Quantum Mechanics and Free Will
Speaking in Many Tongues
It’s rather stunning, sometimes, when the language used by physicists to describe what they know becomes, well, metaphysical. What does it mean when you say that quantum particles have free will?
On the basis of three physical axioms, we prove that if the choice of a particular type of spin 1 experiment is not a function of the information accessible to the experimenters, then its outcome is equally not a function of the information accessible to the particles. We show that this result is robust, and deduce that neither hidden variable theories nor mechanisms of the GRW type for wave function collapse can be made relativistic. We also establish the consistency of our axioms and discuss the philosophical implications.
Near gobblelygook. Except it isn’t. That abstract will give you this link to the full article (in PDF format), which says, in essence, that if you have free will, then so does every particle in nature. If you have the ability to make a decision that is not constrained by your past history (and all of past history), but freely chosen and spontaneous, then so do electrons (and every thing else). Gotta be, or the universe isn’t self-consistent and can’t exist.
But wait. What kind of decisions can an electron make, anyway?
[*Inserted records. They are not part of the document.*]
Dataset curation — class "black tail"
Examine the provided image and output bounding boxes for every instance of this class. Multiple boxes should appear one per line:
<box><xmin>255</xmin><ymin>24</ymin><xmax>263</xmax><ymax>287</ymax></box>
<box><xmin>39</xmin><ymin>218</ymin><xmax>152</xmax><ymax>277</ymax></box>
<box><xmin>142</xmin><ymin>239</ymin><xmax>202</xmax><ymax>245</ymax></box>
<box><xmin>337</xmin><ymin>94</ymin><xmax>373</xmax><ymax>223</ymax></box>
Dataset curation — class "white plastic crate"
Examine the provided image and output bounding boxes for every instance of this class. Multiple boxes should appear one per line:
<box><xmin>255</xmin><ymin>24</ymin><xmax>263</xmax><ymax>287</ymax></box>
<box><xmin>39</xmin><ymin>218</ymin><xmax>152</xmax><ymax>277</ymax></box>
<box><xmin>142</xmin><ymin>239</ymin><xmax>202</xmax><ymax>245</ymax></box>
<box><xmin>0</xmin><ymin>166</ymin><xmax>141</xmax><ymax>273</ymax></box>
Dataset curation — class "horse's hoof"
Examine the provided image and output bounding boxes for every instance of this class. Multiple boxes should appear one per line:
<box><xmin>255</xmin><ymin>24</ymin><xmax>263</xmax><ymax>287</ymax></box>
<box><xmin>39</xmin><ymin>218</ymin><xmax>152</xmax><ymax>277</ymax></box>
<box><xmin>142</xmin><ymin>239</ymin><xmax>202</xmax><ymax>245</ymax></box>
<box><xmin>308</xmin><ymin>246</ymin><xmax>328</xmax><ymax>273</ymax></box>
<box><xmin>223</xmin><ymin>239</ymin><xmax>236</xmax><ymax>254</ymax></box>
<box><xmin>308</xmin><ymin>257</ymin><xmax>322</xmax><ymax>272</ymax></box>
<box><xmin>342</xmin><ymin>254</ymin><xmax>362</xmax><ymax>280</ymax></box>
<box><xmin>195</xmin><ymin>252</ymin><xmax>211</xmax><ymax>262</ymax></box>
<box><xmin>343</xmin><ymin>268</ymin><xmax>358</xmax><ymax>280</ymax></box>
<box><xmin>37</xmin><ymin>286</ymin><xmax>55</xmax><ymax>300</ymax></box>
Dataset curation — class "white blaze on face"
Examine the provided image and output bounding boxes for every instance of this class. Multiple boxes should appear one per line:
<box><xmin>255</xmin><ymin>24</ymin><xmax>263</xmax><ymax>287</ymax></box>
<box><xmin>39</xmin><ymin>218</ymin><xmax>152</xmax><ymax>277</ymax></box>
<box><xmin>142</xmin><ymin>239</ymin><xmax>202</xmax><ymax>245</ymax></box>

Lemme explain. Imagine two identical twins; we’ll call them Sally and Katherine. Let’s move Katherine to Alpha Centauri, and proceed to ask them both a set of questions. To do this, we need two questioners, and a list of questions to be asked. As soon as the question is asked, then the answers are reported back to the lab, examined, and then (and only then) is the next question asked. Oh, you also have to know that the questioners can ask any question on the list in any order, and have no idea what question is being asked by the other in this round.
When the questions have to do with their common, identical past (i.e. how tall were you at age 20; what hair color at age 25, etc. – remember, their identical!), we expect agreement. When the questions are asked in random order, then we expect a certain set of statistics that reflect this. If they were not identical twins, then we’d expect a different set of statistics.
Some of you may recognize this as the beginning of the famous Einstein, Rosen, Podolsky thought experiment. I’m going to take the opportunity to name-drop here, and tell you that I was a student of the late Prof. Okalowski (one of my favorite professors, ever!), who was a student of Rosen.
So far, this may all seem very mundane.
The experiment becomes interesting, though, when you begin to ask Sally and Katherine questions when only one could know the answer. Ask Sally in Dec. of 2012 who the next president of the U.S. is, and she might very well say “Sarah Palin”, while Katherine might be expected to say “Barack Obama”.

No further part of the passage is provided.